Robotics camp gives kids building blocks for careers

July 18, 2011

By ASHLEY JACKSON - Bulletin Staff Writer

Martinsville students recently engaged in learning and thinking critically by building and programming robots.

Last week, a robotics camp was held at Martinsville Middle School, sponsored by NASA’s Science, Engineering, Mathematics and Aerospace Academy (SEMAA).

“The camp incorporates the science, technology, engineering and mathematics (STEM) components, which the students can apply to learning and to real-life situations,” said Anne Stultz, SEMAA site director and robotics team coach at Martinsville Middle School.

“The camp is fun ... it’s three hours of smiles,” said Chuck McPeak, robotics team coach and teacher at Martinsville Middle School.

During the camp, the students built robots and used computer software to program the robots to navigate through an obstacle course. At the end of the week, the students were to take part in a competition to see which camper’s robot could best navigate through the course, according to Stultz.

“We hope to satisfy that competitive spirit in them,” and the students are learning at the same time, said Mark Toole, middle and high school robotics team coach and a math teacher at Martinsville High School.

Reese Walker, one of the campers, said her favorite part of the camp was programming the robots. “It’s fun when you see what you’ve programmed in action” on the course, she said.

The course consisted of missions or obstacles. The students had to program in a certain number of wheel rotations and measure how far the robot had to move to complete each mission, Stultz said.

When a student completed a mission, he received points. Reese said Wednesday she had completed five missions on the course.

Each robot and the course obstacles are partially made with LEGOs, which was camper Nathan Arrington’s favorite part. “I really like LEGOs, and it’s fun to work with this type of LEGOs,” he said.

The camp also was a training program for students who are interested in joining the robotics teams.

During the school year, there are three robotics teams between Martinsville middle and high schools, according to Stultz.

The robotics teams involve teamwork by putting together a skit and conducting research projects as well as taking part in robotics competitions, Toole said.

Some of the research projects involve how robotics are used in medicine, such as prosthetics, Toole said. “There are so many areas involved in this program .... There are not many programs out there” that incorporate all of the STEM components, he said.

The purpose of the robotics camp and the robotics teams is to “excite kids about STEM-related activities and promote on-going learning opportunities and keep them engaged in the thinking process,” Stultz said.

Student Harrison Toole, who is Mark Toole’s son, was in his third year of the camp and has been on the robotics team during his middle school years. He will be moving up to the high school robotics team in the coming school year, which involves a lot more electronics and more detailed programming, his father said.

Harrison’s favorite part of being on the robotics team is “being able to go to competitions each year and seeing other people’s strategies ... it’s very challenging and a lot of fun.

“I’ve learned that in order to get things right, you have to try and try again,” he added.

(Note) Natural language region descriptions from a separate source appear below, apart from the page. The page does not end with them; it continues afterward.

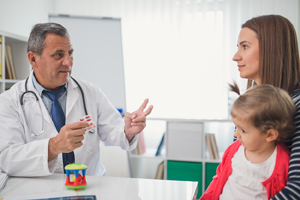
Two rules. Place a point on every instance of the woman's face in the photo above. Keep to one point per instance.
(247, 55)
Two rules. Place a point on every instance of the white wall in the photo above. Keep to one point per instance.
(19, 16)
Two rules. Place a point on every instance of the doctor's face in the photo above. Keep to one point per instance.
(53, 68)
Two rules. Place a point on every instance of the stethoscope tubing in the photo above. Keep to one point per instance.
(37, 100)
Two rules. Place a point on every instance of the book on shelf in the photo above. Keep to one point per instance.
(1, 57)
(160, 146)
(160, 171)
(209, 146)
(9, 64)
(212, 146)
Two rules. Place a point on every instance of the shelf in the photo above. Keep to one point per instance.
(21, 67)
(184, 143)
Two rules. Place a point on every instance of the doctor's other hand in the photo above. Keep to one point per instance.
(135, 122)
(69, 138)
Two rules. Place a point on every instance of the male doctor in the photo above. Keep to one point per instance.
(26, 150)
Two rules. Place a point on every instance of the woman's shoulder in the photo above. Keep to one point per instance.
(296, 97)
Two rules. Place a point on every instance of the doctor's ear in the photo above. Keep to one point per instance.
(32, 57)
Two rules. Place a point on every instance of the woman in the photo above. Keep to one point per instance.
(268, 54)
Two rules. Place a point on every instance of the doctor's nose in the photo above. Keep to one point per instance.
(68, 61)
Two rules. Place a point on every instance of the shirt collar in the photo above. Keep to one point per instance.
(40, 88)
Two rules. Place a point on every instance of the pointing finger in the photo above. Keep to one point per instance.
(143, 106)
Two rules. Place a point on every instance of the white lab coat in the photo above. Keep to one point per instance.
(24, 155)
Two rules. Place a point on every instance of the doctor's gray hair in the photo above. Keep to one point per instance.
(38, 34)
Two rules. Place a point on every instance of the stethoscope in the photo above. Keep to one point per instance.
(37, 100)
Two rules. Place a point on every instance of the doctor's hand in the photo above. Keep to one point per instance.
(135, 122)
(69, 138)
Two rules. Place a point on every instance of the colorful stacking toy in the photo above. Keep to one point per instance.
(78, 181)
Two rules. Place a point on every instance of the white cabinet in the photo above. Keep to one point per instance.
(20, 61)
(185, 154)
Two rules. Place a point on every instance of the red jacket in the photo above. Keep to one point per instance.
(273, 184)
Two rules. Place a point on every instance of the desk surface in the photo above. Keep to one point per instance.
(105, 188)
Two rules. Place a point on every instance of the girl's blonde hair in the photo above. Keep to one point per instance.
(266, 107)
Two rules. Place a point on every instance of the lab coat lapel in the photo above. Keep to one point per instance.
(36, 108)
(72, 96)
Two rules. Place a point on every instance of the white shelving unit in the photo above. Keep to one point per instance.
(184, 142)
(19, 55)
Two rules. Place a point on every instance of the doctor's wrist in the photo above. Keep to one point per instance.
(52, 150)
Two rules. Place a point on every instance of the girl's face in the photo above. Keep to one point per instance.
(251, 138)
(247, 55)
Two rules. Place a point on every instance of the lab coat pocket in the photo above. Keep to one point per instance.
(32, 117)
(91, 142)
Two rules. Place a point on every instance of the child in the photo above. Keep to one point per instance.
(256, 165)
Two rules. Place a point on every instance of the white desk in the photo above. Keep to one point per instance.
(105, 188)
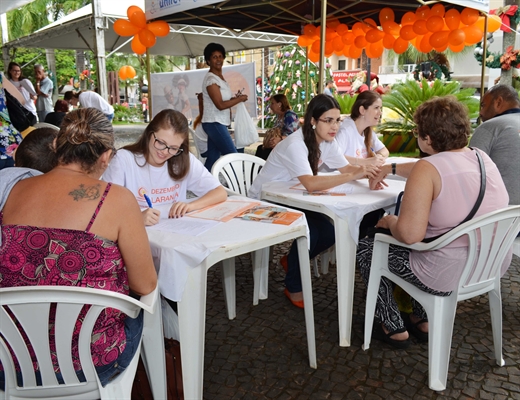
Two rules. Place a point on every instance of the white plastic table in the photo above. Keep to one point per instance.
(346, 212)
(177, 256)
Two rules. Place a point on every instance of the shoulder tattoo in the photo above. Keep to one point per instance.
(87, 193)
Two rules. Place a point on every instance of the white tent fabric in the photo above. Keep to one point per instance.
(74, 31)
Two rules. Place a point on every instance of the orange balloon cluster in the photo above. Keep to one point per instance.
(427, 29)
(127, 72)
(144, 33)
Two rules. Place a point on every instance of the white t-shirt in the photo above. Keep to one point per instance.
(211, 112)
(352, 144)
(92, 99)
(289, 160)
(124, 170)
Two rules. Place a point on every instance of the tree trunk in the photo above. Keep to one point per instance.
(506, 77)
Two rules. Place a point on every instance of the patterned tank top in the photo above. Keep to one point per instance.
(32, 256)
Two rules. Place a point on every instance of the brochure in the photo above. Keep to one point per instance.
(270, 214)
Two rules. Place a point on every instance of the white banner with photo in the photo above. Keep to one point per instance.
(177, 90)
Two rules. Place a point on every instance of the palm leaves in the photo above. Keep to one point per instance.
(406, 97)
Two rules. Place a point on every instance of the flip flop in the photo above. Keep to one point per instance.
(379, 334)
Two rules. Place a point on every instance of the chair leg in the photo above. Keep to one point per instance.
(495, 309)
(229, 286)
(441, 317)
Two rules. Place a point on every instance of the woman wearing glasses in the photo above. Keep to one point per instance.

“We want to give them the idea that this is something that they can further their lives with — to push them toward science and math careers,” Stultz said.

“Technology and engineering is where the nation is going,” Mark Toole said.

This year’s robotics camp involved 28 students in the sixth through eighth grades.

“I’m really pleased with this group, and they’re very enthused,” Stultz said.

The students will participate in robotics competitions starting in the fall, and Martinsville Middle School will host the FIRST LEGO League competition for the area on Nov. 19, according to Stultz.